Pollution initiative in jeopardy

Proposal to improve septic systems is key Glendening plan

Opponents assail cost

Not enough time to tackle issue before sine die, Taylor says

March 29, 2000|By Thomas W. Waldron | Thomas W. Waldron,SUN STAFF

With the General Assembly adjourning in just 13 days, Gov. Parris N. Glendening's top environmental initiative -- to require more efficient septic systems in parts of the state -- is in danger of being defeated or significantly weakened.

Key legislators said yesterday they had concerns about the bill's requirement that new septic systems be equipped with nitrogen-reduction technology -- at an extra cost of $3,000 to $7,000.

House Speaker Casper R. Taylor Jr. and the head of the House committee considering the governor's proposal said the Assembly does not have enough time to tackle the issue.

"I honestly think that's headed for summer study," Taylor said yesterday. "It's just too much to deal with."

Del. Ron Guns, chairman of the House Environmental Matters Committee, agreed, saying the matter is too complicated to be ironed out before the 90-day legislative session ends April 10.

"The committee has a lot of serious concerns," said Guns, an Eastern Shore Democrat who has clashed often with Glendening on environmental issues. "I don't think the will is there to pass it."

Glendening's proposal, which would take effect in 2002, would require property owners installing a septic system at a new home or replacing a failing one to purchase models featuring the nitrogen-reduction technology. The measure would apply only to properties in areas of "special" environmental concern, such as coastal bay watersheds.

Administration officials estimate that about 30,000 of the state's 400,000 septic systems are failing and in need of replacement. The bill provides for state grants and loans to help low- and moderate-income property owners meet the extra cost.

The legislature's fiscal analysts have estimated that the financial assistance would cost the state nearly $15 million a year.

Property owners who earn too much to qualify would have to pay the full cost.

Nitrogen is a key cause of pollution in the Chesapeake Bay, leading to excessive algal growth and other problems. Septic systems are responsible for about 6 percent of the nitrogen flowing into the bay, administration officials estimate.

Vocal opponents

A vocal group of opponents has lined up to kill the bill. Leading the charge have been homebuilder and Realtor groups, who are concerned about driving up the cost of homes.

The Maryland Realtors Association has waged a grass-roots effort against the bill, using ads in local newspapers to alert homeowners to the bill's provisions and the potential cost to property owners.

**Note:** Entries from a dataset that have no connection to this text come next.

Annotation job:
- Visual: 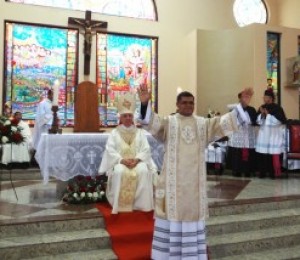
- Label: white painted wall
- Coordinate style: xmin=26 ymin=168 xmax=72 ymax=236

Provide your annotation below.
xmin=0 ymin=0 xmax=292 ymax=117
xmin=198 ymin=25 xmax=300 ymax=118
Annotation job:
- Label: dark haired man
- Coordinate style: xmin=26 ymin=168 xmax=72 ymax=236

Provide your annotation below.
xmin=255 ymin=89 xmax=286 ymax=179
xmin=138 ymin=85 xmax=241 ymax=260
xmin=227 ymin=88 xmax=256 ymax=177
xmin=32 ymin=89 xmax=53 ymax=150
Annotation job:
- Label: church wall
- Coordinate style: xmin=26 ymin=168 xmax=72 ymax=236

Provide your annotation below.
xmin=0 ymin=0 xmax=275 ymax=114
xmin=197 ymin=27 xmax=254 ymax=115
xmin=277 ymin=0 xmax=300 ymax=28
xmin=0 ymin=0 xmax=280 ymax=114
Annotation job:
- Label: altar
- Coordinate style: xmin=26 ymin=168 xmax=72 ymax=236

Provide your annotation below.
xmin=35 ymin=133 xmax=164 ymax=183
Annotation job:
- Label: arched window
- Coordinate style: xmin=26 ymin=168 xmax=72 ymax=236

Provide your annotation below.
xmin=233 ymin=0 xmax=268 ymax=27
xmin=7 ymin=0 xmax=157 ymax=21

Taylor echoed their concerns, saying the legislation would drive people out of his native Western Maryland into West Virginia, where homebuilding is less expensive. "We're trying to develop the mountain counties, not chase people away," said Taylor, a Cumberland Democrat.

Less of a priority

While Glendening has actively lobbied for passage of his gun-safety bill, he has made the septics legislation less of a priority in recent weeks. He professed yesterday not to know where the legislation stood.

"I've been so focused on the gun bill," Glendening said. "The septics bill is obviously important, but the gun bill is so important."

The septics bill has yet to move to the floor of the Senate or the House of Delegates.

A key environmental lobbyist said enough time remains in the session to fashion a solid bill to address the problem of failing septic systems.

`Antiquated technology'

"It's one of the biggest pollutants in our bays, and we have to begin addressing it," said Dru Schmidt-Perkins, executive director of 1000 Friends of Maryland. "We have antiquated technology that hasn't been changed in 50 years that does not protect our drinking water or our bays from nitrogen pollution."

In a compromise measure, key senators have agreed to amend the measure to require the nitrogen-reduction technology only when new homes are built -- not when failing systems are replaced.

Joseph Bryce, the governor's chief lobbyist, said Taylor's call for a summer study of the issue "hurts" the bill's chances, but he said the administration would continue to work with legislators.

Looking for common ground

"We've tried to respond to any concern that's raised," Bryce said. "We're going to keep working and see if we can find some common ground."

Bryce pointed out that the governor's legislation stemmed from the work of a task force last year that included legislators.

Sun staff writer Timothy B. Wheeler contributed to this article.